A user may be reviewing one package but be directed toward a differently named package or unclear owner, making it harder to verify provenance.
The registry identity differs from the embedded _meta.json slug/owner and the README install command, which point to afrexai-business-automation rather than the evaluated temp package.
Slug: afrexai-business-automation-temp; Owner ID: kn7favg91765ttv6tt0fb1ycv582wktt
Verify the publisher and intended slug before installation, and ask the maintainer to align registry metadata, _meta.json, and README install instructions.

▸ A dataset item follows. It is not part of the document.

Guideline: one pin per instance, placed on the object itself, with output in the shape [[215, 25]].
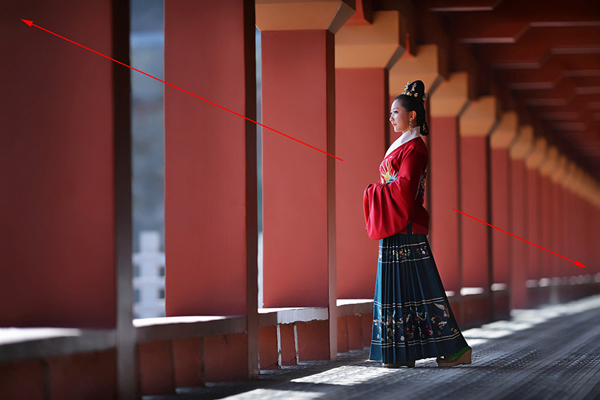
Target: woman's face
[[400, 118]]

The agent could help build or run automations that modify business records, send notifications, or operate recurring jobs without a clearly stated approval gate in the artifacts.
This directs the agent toward broad execution and integration mechanisms; combined with finance, HR, CRM, and support automation examples, this can lead to high-impact changes if not explicitly approved and scoped.
Implement using agent tools — cron jobs, APIs, scripts, notifications
Use the skill for design and documentation by default, and require explicit human approval before creating scripts, cron jobs, API integrations, payments, account changes, or production workflow changes.
If connected to real admin tools, the agent could affect employee accounts, team memberships, and business access controls.
The onboarding workflow examples involve privileged account administration, which is expected for business automation but sensitive.
→ Create accounts (email, Slack, GitHub, etc.) → Add to teams & channels
Only connect least-privilege admin credentials, test in a sandbox first, and require approval for account creation, permission changes, and access revocation.
Scheduled automations can continue running and affecting systems after setup if they are not tracked and removable.
The workflow template includes scheduled execution, which is normal for automation but can persist beyond the initial request.
cron: "0 9 * * 1-5" # Weekdays at 9 AM
Keep an inventory of any scheduled jobs or webhooks created through this skill, document owners, and include rollback or disable steps.